Georgian Knife Box
A very handsome George III mahogany veneered knife box with a flower basket oval inlay on the slope of its lid. The serpentine front is banded in satinwood, and it has a compass star decoration with rope cross-banded inlay applied to the underside of its lid. The base is felt baize covered, and it has a copper escutcheon and matching lid pull. Originally it would have had a pierced wooden liner to hold knives. Most likely this was removed a century ago when cutlery drawers and canteens of cutlery became de riguer, and the knife box was put to better uses. Our knife box now contains wooden divisions - most likely for the filing of papers and letters, yet it could still be used to hold flatware, as shown in the further images.
By the mid 18th century, British cabinetmakers and joiners became prosperous in the manufacture knife boxes. Valuable cutlery and flatware of the nobility had to be housed under lock and key, and owning a knife box was all part of upper echelon social graces. Georgian flatware was owned by the wealthy and required special cases for its storage and display. The knife box became a symbol of importance in the 18th century dining room, since owning silver was a matter of great prestige.

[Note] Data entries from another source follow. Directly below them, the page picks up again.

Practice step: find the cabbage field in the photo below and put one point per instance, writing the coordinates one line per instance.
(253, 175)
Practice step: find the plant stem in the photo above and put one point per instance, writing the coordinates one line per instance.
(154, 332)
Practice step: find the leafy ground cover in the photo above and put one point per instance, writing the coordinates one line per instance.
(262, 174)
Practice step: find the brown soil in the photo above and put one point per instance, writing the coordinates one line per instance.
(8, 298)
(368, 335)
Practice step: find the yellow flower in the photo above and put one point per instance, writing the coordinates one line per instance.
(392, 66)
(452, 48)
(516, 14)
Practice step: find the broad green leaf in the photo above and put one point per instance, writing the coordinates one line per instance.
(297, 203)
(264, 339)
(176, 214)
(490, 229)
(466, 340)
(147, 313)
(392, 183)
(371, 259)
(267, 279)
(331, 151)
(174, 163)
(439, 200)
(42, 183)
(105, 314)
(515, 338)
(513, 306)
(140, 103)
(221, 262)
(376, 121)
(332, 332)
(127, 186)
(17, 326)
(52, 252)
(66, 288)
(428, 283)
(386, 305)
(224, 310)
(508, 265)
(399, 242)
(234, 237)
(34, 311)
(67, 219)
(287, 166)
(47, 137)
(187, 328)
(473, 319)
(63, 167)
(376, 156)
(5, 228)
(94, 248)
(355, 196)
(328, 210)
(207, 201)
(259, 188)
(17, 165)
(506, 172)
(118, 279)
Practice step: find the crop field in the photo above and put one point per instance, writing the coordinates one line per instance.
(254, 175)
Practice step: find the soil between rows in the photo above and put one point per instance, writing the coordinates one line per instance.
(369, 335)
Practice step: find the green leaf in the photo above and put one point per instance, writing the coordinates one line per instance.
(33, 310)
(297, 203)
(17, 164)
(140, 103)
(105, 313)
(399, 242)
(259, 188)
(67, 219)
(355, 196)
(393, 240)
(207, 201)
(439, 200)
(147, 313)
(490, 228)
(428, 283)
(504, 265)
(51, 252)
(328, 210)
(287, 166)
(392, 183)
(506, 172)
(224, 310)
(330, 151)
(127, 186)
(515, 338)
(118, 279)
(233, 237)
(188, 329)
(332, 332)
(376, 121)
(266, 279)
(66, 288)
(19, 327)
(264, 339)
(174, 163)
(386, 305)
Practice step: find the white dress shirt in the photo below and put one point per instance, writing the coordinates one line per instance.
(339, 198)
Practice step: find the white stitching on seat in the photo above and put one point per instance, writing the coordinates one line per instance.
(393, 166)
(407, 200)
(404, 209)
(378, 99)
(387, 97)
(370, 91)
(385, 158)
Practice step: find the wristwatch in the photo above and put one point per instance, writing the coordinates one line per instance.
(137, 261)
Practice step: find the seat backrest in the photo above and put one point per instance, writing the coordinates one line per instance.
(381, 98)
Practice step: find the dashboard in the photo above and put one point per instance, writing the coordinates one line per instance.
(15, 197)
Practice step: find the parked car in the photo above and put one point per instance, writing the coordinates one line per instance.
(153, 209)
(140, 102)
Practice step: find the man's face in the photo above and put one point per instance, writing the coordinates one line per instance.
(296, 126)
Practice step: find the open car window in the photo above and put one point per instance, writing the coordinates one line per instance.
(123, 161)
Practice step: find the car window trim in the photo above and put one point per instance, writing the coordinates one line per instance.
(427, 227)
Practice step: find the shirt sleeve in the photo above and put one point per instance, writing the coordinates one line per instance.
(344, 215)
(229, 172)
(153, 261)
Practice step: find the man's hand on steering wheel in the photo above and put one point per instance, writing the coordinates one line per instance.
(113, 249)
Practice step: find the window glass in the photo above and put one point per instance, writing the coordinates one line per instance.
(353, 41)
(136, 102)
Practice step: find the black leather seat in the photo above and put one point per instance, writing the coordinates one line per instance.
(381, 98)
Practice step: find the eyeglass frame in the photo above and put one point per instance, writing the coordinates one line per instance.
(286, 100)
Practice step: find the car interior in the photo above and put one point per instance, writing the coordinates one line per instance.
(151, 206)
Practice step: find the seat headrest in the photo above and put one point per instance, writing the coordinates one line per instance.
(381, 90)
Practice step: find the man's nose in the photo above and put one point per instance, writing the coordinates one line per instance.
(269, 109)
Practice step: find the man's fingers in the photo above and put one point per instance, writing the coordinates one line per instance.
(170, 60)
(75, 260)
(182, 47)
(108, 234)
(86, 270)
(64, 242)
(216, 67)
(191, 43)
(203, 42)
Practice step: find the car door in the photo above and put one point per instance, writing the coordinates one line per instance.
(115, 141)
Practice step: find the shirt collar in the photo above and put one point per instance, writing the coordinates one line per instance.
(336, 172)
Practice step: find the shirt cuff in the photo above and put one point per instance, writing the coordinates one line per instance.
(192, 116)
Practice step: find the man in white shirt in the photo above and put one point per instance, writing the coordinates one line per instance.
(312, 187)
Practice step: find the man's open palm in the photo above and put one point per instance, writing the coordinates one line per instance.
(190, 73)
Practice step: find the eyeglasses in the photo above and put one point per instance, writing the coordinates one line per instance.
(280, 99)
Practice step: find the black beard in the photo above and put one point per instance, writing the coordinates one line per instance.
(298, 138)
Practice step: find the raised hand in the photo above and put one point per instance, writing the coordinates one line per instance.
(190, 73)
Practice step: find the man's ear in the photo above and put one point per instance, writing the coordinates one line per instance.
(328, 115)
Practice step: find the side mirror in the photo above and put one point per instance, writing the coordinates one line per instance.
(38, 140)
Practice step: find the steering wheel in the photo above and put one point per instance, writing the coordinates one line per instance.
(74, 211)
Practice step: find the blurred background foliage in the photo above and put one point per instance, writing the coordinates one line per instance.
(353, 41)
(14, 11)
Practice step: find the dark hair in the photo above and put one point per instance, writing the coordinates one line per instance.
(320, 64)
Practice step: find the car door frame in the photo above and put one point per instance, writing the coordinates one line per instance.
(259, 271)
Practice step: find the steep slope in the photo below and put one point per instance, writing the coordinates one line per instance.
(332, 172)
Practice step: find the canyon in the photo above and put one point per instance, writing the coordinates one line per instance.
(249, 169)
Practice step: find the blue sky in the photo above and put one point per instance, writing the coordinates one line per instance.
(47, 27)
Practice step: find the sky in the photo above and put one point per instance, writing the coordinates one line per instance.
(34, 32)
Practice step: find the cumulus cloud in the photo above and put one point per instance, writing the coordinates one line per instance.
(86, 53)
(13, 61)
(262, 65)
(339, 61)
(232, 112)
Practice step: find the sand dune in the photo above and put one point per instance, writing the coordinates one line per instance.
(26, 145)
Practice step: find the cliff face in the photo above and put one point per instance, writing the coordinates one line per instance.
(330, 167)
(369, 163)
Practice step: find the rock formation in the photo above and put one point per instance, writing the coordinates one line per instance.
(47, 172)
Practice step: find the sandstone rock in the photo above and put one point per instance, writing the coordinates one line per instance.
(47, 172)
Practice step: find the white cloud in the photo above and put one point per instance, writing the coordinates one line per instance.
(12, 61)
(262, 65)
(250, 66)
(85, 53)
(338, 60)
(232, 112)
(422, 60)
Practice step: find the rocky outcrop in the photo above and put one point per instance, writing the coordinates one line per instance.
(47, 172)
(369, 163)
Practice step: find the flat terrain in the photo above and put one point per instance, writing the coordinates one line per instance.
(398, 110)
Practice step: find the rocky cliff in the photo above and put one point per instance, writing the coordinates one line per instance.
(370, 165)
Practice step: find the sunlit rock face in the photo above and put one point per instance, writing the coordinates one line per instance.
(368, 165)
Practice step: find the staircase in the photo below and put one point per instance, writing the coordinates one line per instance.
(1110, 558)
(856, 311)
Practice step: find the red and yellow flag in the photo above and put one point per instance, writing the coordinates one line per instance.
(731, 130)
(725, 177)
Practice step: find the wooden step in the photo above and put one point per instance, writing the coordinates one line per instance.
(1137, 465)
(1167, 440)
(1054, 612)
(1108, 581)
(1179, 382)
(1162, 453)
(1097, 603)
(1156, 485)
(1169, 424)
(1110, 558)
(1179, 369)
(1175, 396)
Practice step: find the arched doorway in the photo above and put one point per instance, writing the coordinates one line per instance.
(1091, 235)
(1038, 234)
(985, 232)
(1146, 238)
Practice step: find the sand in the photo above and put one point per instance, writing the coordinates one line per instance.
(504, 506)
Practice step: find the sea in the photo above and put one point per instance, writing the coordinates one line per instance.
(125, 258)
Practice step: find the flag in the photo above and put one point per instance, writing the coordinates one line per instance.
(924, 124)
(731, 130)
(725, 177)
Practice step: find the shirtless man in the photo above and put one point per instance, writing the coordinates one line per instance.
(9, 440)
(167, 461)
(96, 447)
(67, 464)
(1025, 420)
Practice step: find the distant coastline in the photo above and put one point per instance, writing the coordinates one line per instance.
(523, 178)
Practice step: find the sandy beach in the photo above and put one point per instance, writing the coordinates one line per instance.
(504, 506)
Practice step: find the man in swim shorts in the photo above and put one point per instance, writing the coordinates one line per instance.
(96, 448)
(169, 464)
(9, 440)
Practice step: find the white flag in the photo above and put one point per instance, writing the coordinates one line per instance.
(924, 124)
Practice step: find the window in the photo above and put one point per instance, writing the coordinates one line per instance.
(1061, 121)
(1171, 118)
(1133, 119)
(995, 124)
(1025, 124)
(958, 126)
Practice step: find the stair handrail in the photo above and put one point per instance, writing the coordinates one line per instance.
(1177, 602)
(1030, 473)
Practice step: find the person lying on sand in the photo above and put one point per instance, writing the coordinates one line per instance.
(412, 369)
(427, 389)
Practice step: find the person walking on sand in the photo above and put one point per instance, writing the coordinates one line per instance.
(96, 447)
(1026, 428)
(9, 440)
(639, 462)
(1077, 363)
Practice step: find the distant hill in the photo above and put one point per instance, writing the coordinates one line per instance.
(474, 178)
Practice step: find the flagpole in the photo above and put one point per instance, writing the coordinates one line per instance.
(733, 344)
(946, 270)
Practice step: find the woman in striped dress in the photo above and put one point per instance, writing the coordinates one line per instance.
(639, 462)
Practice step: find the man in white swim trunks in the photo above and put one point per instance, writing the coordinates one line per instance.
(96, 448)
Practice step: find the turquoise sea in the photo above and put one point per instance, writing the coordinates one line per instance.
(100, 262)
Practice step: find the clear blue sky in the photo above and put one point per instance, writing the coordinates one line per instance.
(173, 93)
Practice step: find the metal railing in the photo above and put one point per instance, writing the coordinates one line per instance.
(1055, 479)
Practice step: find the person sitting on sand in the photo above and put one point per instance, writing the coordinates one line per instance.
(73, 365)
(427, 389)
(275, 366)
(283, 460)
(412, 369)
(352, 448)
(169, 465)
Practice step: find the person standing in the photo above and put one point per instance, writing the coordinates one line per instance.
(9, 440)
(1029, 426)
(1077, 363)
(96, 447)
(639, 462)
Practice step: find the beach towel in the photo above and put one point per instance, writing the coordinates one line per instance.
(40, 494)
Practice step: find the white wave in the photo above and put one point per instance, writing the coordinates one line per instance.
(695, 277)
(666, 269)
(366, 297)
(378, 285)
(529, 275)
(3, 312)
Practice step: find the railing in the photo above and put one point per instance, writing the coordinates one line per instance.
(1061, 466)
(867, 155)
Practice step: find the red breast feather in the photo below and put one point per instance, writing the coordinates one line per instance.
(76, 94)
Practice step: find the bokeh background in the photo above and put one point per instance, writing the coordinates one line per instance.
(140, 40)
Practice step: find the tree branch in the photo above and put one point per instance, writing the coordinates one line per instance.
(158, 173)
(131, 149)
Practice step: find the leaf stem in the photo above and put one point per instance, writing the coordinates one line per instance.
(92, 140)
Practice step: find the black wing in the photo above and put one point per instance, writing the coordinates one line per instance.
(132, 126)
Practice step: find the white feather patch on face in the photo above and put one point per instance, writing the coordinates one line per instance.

Craftsmen designed and made knife boxes in the Hepplewhite and Sheraton styles with slant fronts, hinged lids, and beautiful veneered surfaces, such as the knife box we offer here.
Year of manufacture: c.1790
Country of origin: UK
Material: mahogany veneer, wood and brass
Dimensions: Height 38cm Width 23cm Depth 27cm
Condition: a little battle scarred with chips and knocks, and with tiny sections of the veneer stringing missing here and there - yet all character building. It is missing its internal liner, and its lock - and there's some damage near to where the lock barrel was fitted, yet this does not show on the outside when the lid is closed. See images. The base inside has been raised, making the maximum height for cutlery to be 27cm.